Working in Kuwait with Iraqis, Husain found they are very cautious and suspicious of each other.

“They came as a group, but they didn’t have complete confidence in what the other group members represent,” Husain said. This was quite different from what Husain had seen in other areas of the world such as Bosnia.

Husain believes that this fear of each other “will change because it has to.”

Until things become safer, Husain said he will have to travel to neighboring countries to train the Iraqis.

Husain founded the center in 1994 because of the need to treat children suffering from trauma due to the civil war in Bosnia. Since the center’s inception, he has traveled to war torn countries such as Kosovo, Pakistan and Afghanistan.

Fred Overton, a certified psychiatric nurse at Royal Oaks Hospital in Windsor, decided to attend this summer’s institute because he primarily works with traumatized adolescents. Although they are not suffering the effects of war, he does see a lot of children who suffer from abuse and neglect.

Overton said many techniques used to care for children in war situations can also be used for children suffering from neglect and abuse.

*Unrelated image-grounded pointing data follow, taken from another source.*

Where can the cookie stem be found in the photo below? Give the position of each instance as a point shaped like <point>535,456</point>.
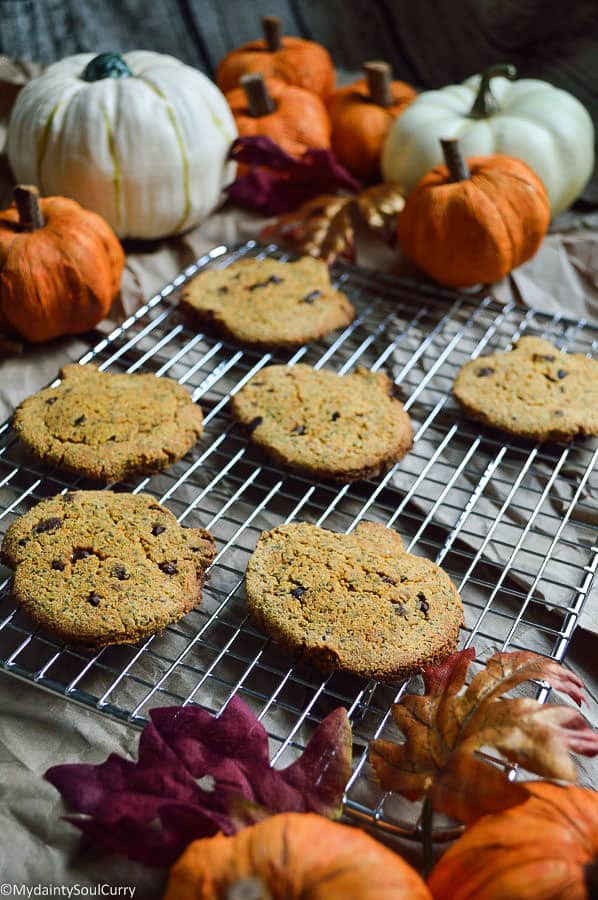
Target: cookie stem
<point>259,101</point>
<point>453,158</point>
<point>27,203</point>
<point>378,78</point>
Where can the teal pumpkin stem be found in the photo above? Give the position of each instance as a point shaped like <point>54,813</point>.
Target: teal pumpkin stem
<point>106,65</point>
<point>485,104</point>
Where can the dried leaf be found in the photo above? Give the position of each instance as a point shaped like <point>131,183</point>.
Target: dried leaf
<point>445,730</point>
<point>322,227</point>
<point>325,226</point>
<point>197,774</point>
<point>278,182</point>
<point>380,205</point>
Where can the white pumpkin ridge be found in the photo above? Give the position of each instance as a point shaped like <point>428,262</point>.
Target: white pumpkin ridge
<point>151,165</point>
<point>546,127</point>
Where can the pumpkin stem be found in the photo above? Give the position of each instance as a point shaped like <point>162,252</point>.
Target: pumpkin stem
<point>485,104</point>
<point>272,32</point>
<point>427,826</point>
<point>106,65</point>
<point>259,101</point>
<point>591,879</point>
<point>251,888</point>
<point>453,158</point>
<point>27,202</point>
<point>378,78</point>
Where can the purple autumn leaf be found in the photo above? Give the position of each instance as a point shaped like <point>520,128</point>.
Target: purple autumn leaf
<point>278,182</point>
<point>197,774</point>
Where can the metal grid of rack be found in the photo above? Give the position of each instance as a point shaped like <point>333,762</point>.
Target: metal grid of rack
<point>506,520</point>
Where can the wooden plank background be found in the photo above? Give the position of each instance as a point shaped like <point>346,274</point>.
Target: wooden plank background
<point>429,42</point>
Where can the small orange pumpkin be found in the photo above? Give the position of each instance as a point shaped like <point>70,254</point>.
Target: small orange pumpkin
<point>361,114</point>
<point>290,116</point>
<point>60,266</point>
<point>466,223</point>
<point>544,849</point>
<point>294,60</point>
<point>290,856</point>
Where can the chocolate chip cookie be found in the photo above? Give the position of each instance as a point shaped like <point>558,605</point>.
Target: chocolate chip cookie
<point>534,391</point>
<point>356,602</point>
<point>99,568</point>
<point>268,303</point>
<point>331,426</point>
<point>106,426</point>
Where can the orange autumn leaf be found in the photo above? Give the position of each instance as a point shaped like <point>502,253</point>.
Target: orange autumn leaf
<point>325,225</point>
<point>446,728</point>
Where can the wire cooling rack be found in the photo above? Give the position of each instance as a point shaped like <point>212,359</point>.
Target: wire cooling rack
<point>510,522</point>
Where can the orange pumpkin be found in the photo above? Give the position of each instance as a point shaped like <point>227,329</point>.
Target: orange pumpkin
<point>466,223</point>
<point>361,114</point>
<point>292,856</point>
<point>292,117</point>
<point>294,60</point>
<point>544,849</point>
<point>60,267</point>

MU professor emeritus Wayne Anderson of Columbia joined the group in the summer of 1995, when 30 people from Sarajevo and 15 from Oklahoma City attended the conference.

Anderson gave a presentation Wednesday morning about using mental imaging techniques to deal with trauma.

“The important thing about what we are doing is giving teachers and physicians the proper variety of techniques,” to help people deal with trauma, Anderson said.

Anderson said due to the universality of human problems, certain techniques and certain types of therapy work with people regardless of what language they speak or what their religion is.